Odds and ends: solvers and optimizers

Welcome back.

I hope you all had nice vacations. As for me, my summer was definitely a productive one: I finally managed to complete Implementing QuantLib. The full book is available on Leanpub; I’ll be also posting the new content here in the next few weeks, leading up to the next edition of my course in October (more info in the banner above). In today’s post, we start with a look at solvers and optimizers.

Subscribe to my Substack to receive my posts in your inbox, or follow me on Twitter or LinkedIn if you want to be notified of new posts, or subscribe via RSS if you’re the tech type: the buttons for all that are in the footer. Also, I’m available for training, both online and (when possible) on-site: visit my Training page for more information.

One-dimensional solvers

Solvers were used in the bootstrap routines described in this post, the yield calculations mentioned in this other one, and any code that needs a calculated value to match a target; i.e, that needs, given a function \( f \), to find the \( x \) such that \( f(x) = \xi \) within a given accuracy.

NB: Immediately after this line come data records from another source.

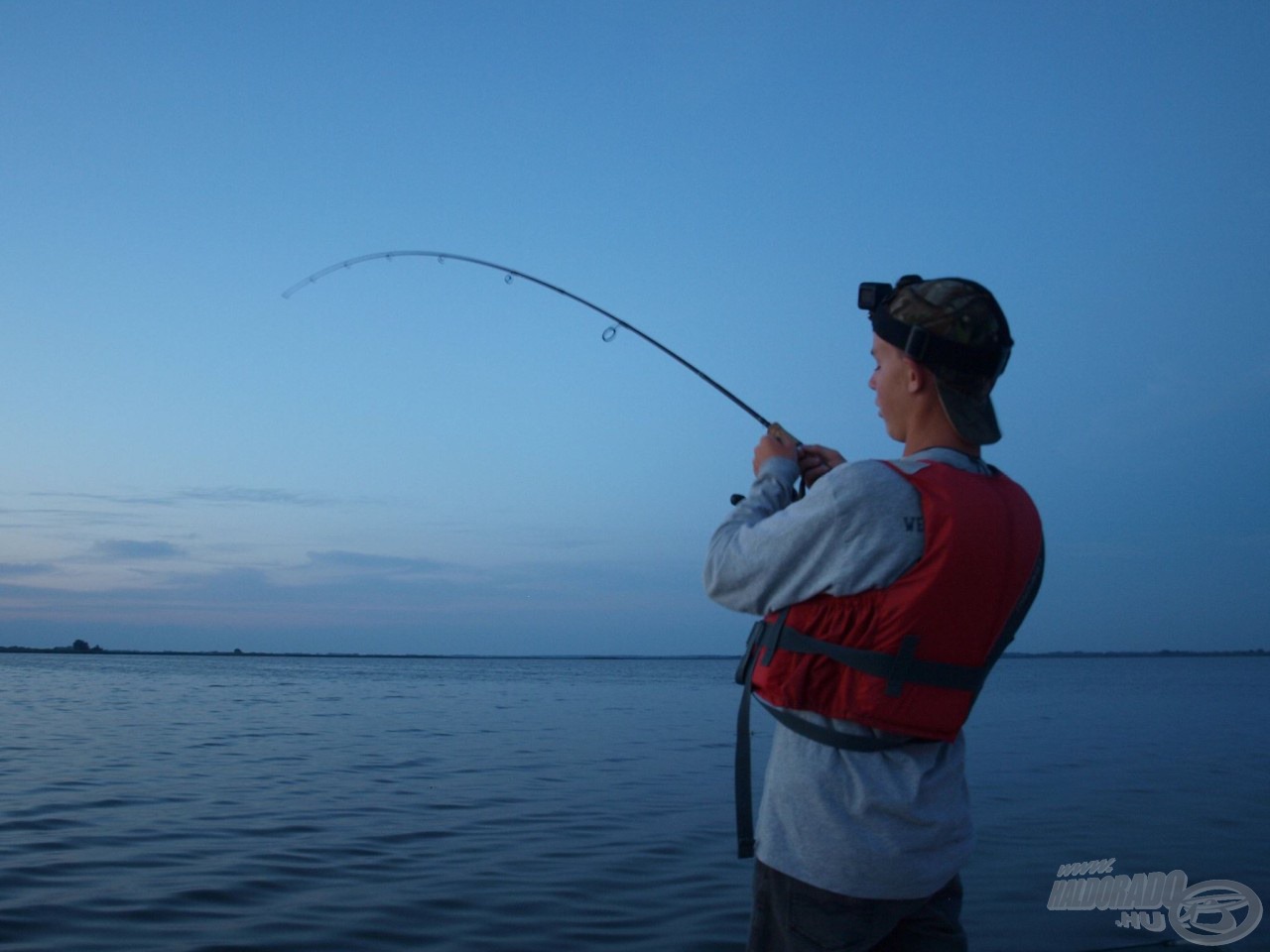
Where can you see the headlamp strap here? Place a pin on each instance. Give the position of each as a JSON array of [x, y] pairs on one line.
[[937, 352]]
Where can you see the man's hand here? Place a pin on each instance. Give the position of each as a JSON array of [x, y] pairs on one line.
[[775, 442], [815, 461]]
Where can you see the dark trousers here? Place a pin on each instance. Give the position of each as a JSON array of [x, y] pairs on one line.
[[795, 916]]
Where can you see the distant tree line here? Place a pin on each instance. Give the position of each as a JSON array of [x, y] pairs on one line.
[[77, 647]]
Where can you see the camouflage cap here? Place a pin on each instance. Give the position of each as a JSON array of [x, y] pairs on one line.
[[964, 341]]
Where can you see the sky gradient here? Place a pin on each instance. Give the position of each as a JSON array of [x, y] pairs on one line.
[[420, 457]]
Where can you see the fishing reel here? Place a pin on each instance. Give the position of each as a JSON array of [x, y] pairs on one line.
[[781, 435]]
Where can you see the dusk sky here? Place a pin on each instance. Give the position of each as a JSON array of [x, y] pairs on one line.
[[420, 457]]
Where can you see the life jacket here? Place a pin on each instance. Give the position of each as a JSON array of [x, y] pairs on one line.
[[907, 658]]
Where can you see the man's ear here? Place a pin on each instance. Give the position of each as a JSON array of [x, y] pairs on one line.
[[919, 377]]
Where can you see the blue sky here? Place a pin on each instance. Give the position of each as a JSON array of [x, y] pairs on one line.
[[417, 457]]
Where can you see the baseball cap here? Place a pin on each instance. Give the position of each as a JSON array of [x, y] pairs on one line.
[[953, 327]]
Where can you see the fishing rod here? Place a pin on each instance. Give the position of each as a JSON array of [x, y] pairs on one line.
[[508, 275]]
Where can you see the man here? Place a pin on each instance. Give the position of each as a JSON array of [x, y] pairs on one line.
[[888, 589]]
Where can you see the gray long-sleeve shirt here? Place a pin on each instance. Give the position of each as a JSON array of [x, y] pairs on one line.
[[892, 824]]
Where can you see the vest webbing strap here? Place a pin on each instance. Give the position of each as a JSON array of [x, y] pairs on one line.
[[898, 669], [769, 636]]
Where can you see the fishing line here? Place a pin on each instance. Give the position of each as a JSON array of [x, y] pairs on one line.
[[508, 276]]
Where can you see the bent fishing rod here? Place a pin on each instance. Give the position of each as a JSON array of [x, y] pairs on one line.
[[508, 275]]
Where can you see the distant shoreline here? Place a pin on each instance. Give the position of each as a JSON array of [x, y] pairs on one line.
[[1012, 655]]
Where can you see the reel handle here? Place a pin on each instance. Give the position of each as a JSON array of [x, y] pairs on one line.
[[781, 435]]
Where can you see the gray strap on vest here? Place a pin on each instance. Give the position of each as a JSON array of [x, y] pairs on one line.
[[763, 640], [897, 669]]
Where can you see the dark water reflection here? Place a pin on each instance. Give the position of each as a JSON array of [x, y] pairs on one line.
[[176, 803]]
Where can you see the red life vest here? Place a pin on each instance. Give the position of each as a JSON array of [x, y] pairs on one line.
[[910, 657]]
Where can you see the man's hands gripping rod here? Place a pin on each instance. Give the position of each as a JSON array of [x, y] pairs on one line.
[[813, 460]]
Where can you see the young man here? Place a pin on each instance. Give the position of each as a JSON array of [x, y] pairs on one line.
[[888, 589]]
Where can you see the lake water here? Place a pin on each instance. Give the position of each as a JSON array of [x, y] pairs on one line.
[[173, 803]]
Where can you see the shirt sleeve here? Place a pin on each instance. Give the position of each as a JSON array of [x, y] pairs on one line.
[[858, 527]]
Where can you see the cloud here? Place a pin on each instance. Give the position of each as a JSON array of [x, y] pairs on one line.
[[12, 570], [199, 494], [135, 549], [370, 562]]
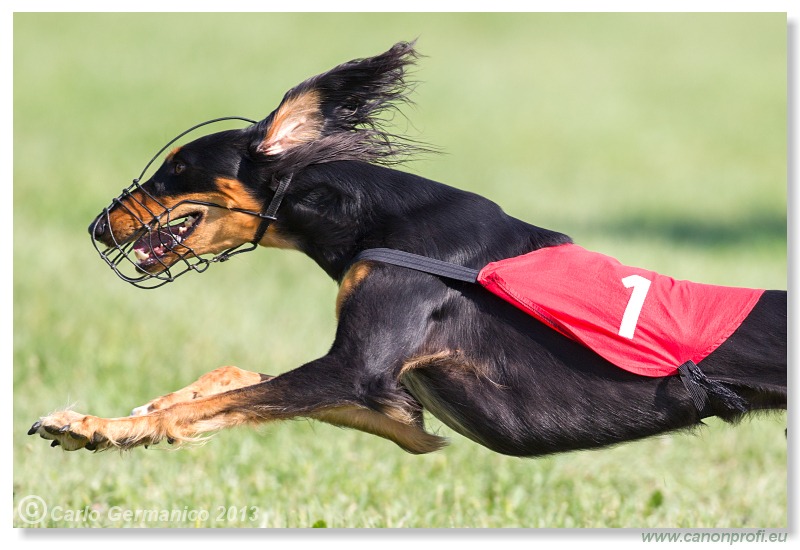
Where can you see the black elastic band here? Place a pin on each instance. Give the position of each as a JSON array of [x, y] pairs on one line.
[[700, 387], [419, 263]]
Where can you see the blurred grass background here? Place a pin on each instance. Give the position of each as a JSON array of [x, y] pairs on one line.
[[656, 138]]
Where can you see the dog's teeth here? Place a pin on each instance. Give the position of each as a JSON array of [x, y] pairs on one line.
[[140, 254]]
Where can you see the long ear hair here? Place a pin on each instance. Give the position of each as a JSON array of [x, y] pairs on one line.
[[342, 114]]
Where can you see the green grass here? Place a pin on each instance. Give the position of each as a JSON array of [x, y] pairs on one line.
[[659, 139]]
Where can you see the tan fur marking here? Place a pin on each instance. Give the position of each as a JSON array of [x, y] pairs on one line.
[[217, 381], [354, 277], [409, 437], [298, 120]]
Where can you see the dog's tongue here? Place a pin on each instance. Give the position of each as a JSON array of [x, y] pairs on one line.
[[153, 246]]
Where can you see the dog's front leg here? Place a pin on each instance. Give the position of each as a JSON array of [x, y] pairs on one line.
[[320, 389], [217, 381]]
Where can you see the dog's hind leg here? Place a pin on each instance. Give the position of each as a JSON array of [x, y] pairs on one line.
[[217, 381]]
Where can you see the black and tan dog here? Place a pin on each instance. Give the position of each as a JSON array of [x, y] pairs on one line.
[[406, 340]]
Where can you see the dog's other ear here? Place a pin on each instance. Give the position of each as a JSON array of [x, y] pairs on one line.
[[337, 115]]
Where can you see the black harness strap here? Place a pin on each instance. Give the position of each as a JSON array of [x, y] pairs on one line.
[[269, 212], [418, 263]]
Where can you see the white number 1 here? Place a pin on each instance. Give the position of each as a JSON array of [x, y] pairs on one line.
[[634, 308]]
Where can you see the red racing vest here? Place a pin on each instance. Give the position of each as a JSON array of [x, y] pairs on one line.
[[643, 322]]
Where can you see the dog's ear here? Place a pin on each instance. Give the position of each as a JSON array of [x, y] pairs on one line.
[[298, 120], [337, 115]]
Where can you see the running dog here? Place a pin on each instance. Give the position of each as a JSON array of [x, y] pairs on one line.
[[317, 175]]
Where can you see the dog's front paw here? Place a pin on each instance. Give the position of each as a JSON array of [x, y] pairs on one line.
[[70, 430]]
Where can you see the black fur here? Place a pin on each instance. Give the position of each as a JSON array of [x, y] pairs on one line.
[[407, 340]]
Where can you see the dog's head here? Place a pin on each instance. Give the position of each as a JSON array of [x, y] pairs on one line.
[[210, 196]]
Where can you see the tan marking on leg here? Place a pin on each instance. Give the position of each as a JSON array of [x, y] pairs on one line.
[[183, 422], [408, 436], [351, 280], [217, 381]]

The existing solvers will find the \( x \) such that \( f(x) = 0 \); of course, this doesn’t make them any less generic, but it requires you to define the additional helper function \( g(x) \equiv f(x)-\xi \). There are a few of them, all based on algorithms which were taken from Numerical Recipes in C [1] and duly reimplemented. (This also goes for a few multi-dimensional optimizers. In that case, apart from the obvious copyright issues, we also rewrote them in order to use idiomatic C++ and start indexing arrays from 0.)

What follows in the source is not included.